Clorox Insider Laurene Peck Settles 1,418 Performance Shares
Rhea-AI Filing Summary
Laurene E. Peck, Vice President, Chief Accounting Officer & Corporate Controller of Clorox Co (CLX), reported changes in her beneficial ownership on 10/03/2025. She received 1,418 shares on settlement of a 2022 performance unit grant at a reported price of $122.25 per share and elected to defer settlement under the 2005 Stock Incentive Plan. The filing shows share withholding to cover tax obligations: 36 shares withheld for performance stock units and 243 shares withheld for restricted stock, both at $122.25. Following these transactions and including a 186-share dividend reinvestment, total beneficial ownership is reported as 7,271 shares (direct) before certain adjustments and 6,992 shares noted as indirect via a trust of a parent. The form is signed by an attorney-in-fact on 10/07/2025.
Positive
- 1,418 shares settled from a 2022 performance unit grant, reflecting compensation realization
- Election to defer settlement under the 2005 Stock Incentive Plan, indicating tax or cash-flow planning
- 186 shares added via dividend reinvestment, modestly increasing ownership
Negative
- Company withheld 279 shares (36 + 243) to satisfy tax obligations, reducing net received shares
- Reported ownership split includes an indirect holding via a trust, which can complicate direct voting or control visibility
Insights
Vested equity paid out with tax withholding and an election to defer.
The reporting shows settlement of a 2022 performance unit grant on 10/03/2025 for 1,418 shares at $122.25, with the reporting person electing to defer the settlement under the 2005 Stock Incentive Plan. Deferred settlement indicates the executive chose to delay receipt of cash proceeds or shares consistent with plan terms.
Withholdings of 36 and 243 shares to satisfy tax obligations for performance units and restricted stock respectively are standard payroll tax mechanics and reduce net share delivery. Watch any subsequent Form 4s for changes if the deferred balance is settled or if further tax-related share sales occur within the next 12 months.
Insider transactions reflect standard equity compensation administration, not a change in control or extraordinary event.
The transactions are routine: vesting, withholding, dividend reinvestment (186 shares), and reporting of direct and indirect holdings (direct: 7,271; indirect: 6,992 via trust). No options or derivative exercises are reported.

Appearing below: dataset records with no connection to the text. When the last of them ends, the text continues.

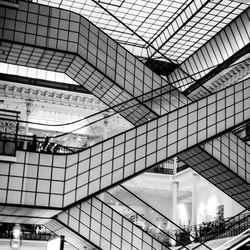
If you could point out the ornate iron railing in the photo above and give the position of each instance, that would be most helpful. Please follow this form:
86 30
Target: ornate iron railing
9 122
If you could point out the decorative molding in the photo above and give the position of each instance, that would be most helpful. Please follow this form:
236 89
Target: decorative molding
39 94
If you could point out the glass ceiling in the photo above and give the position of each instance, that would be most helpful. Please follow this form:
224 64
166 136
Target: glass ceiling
157 29
153 29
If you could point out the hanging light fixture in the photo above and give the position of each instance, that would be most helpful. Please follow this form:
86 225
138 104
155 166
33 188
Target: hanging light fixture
16 238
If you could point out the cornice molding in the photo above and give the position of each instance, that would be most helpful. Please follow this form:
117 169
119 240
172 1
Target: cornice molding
47 95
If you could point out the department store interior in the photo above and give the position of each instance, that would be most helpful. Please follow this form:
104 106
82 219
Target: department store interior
124 124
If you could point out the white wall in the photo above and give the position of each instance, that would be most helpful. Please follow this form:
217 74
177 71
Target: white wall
30 245
210 197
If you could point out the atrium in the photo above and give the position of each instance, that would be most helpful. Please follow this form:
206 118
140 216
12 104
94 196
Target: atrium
125 124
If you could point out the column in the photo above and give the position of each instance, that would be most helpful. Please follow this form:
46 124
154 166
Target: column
174 211
105 126
175 166
27 118
174 201
194 199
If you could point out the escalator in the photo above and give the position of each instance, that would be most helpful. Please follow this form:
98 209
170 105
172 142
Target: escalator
83 174
66 182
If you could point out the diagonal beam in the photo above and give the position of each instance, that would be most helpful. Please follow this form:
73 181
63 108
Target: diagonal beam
231 152
82 51
105 227
221 47
218 174
62 180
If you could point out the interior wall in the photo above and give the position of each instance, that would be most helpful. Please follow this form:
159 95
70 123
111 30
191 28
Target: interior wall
31 245
209 198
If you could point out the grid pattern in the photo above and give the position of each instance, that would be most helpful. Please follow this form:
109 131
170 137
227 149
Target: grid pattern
132 152
10 214
99 59
38 179
201 27
218 174
78 241
106 228
142 24
232 152
231 39
149 225
33 180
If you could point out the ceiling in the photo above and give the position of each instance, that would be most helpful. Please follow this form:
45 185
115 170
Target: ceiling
159 29
155 31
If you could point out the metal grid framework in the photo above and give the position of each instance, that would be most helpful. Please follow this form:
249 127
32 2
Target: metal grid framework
37 179
232 152
219 48
150 226
11 214
174 28
43 35
219 175
106 228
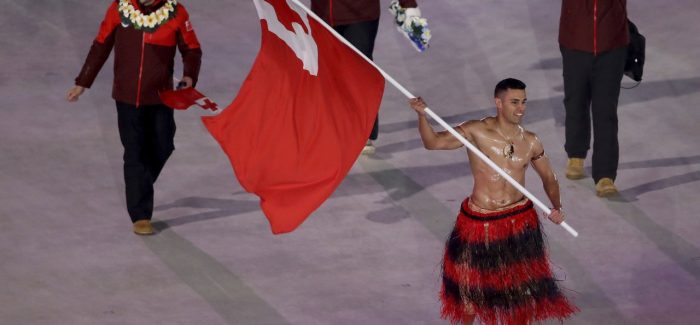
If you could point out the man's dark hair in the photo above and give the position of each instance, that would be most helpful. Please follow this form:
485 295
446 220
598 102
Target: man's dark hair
505 84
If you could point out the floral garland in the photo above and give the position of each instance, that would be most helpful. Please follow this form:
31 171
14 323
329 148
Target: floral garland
414 28
132 16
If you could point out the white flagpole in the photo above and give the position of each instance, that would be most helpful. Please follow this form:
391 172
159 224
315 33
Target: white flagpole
437 118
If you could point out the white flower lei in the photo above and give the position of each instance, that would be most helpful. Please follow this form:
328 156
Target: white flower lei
134 17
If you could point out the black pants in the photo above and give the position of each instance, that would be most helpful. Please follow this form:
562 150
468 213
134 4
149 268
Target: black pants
362 36
591 89
147 134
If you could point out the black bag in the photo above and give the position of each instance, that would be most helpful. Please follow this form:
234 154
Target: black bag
634 65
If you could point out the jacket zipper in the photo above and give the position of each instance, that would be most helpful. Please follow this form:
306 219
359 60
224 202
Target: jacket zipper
330 12
595 27
138 84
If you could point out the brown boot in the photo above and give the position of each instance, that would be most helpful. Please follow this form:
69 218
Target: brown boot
574 168
605 187
143 228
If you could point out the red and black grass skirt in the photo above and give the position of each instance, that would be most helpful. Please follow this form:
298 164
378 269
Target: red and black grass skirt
496 268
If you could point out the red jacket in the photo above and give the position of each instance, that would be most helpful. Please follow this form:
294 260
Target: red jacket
143 61
593 26
343 12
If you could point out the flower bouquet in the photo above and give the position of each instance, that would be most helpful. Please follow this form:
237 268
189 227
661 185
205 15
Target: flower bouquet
410 23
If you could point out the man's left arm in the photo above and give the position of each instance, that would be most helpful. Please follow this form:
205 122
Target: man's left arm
189 48
540 162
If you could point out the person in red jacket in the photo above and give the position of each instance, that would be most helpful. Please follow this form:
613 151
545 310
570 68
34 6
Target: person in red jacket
144 35
593 38
357 21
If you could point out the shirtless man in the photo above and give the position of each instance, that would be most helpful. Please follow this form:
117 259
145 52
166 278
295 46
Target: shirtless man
495 265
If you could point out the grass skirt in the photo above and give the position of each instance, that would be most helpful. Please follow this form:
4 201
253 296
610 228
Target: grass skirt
496 268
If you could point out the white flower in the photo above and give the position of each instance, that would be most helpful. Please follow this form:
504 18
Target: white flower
162 15
138 21
150 20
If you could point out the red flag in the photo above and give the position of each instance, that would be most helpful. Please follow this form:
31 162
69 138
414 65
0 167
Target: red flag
301 118
186 97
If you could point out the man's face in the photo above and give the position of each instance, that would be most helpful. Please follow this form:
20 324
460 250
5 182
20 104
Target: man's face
511 105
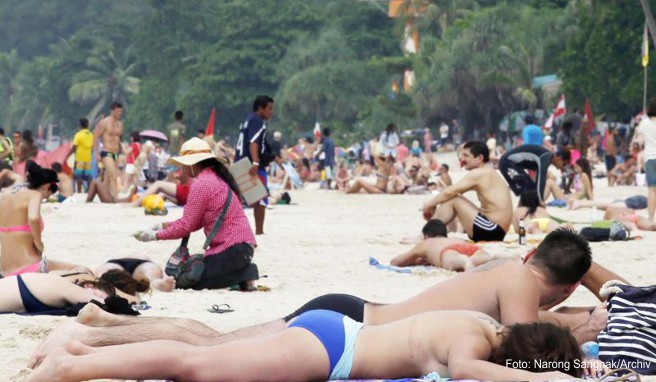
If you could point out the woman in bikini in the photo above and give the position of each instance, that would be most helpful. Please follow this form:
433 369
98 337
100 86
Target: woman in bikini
328 345
37 293
21 225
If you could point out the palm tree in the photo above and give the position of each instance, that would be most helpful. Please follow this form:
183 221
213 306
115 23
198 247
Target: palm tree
108 78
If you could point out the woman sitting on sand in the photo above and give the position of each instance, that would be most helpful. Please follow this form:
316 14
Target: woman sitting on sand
21 225
534 214
227 260
41 293
141 269
328 345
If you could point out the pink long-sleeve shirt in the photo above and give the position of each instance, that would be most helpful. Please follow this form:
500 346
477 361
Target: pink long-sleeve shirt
207 196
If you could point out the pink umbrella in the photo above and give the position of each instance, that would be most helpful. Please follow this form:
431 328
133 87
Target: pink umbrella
154 134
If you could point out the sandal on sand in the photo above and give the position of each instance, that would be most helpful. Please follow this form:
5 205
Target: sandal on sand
220 308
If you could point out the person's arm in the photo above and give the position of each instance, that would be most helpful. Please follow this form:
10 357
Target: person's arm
415 256
466 361
467 183
192 214
34 219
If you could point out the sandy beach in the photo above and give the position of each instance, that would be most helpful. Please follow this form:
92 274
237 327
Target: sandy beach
319 244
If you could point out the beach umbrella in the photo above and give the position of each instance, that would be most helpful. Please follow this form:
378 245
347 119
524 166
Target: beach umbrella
153 134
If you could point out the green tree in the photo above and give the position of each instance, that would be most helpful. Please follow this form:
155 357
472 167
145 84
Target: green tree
108 78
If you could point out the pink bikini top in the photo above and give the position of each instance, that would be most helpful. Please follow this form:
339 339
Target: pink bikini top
20 228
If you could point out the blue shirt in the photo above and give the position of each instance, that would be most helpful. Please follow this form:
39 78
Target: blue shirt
253 130
328 147
532 135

Investors may note the indirect holding via a trust of a parent and the attorney-in-fact signature on 10/07/2025; monitor subsequent filings if the trust structure or ownership levels materially change over the next fiscal quarter.
Insider Trade Summary
| Type | Security | Shares | Price | Value |
|---|---|---|---|---|
| Grant/Award | Common Stock | 1,418 | $122.25 | $173K |
| Tax Withholding | Common Stock | 36 | $122.25 | $4K |
| Tax Withholding | Common Stock | 243 | $122.25 | $30K |
| holding | Common Stock | -- | -- | -- |
Footnotes (1)
- Settlement of 2022 Performance Unit Grant that vested 10/3/25, which the reporting person has elected to defer pursuant to the 2005 Stock Incentive Plan. Withholding of shares by the Company to satisfy tax obligations relating to vesting of performance stock units. Withholding of shares by the Company to satisfy tax obligations relating to vesting of restricted stock. Includes 186 shares acquired pursuant to a dividend reinvestment feature of the Company's Stock Incentive Plan.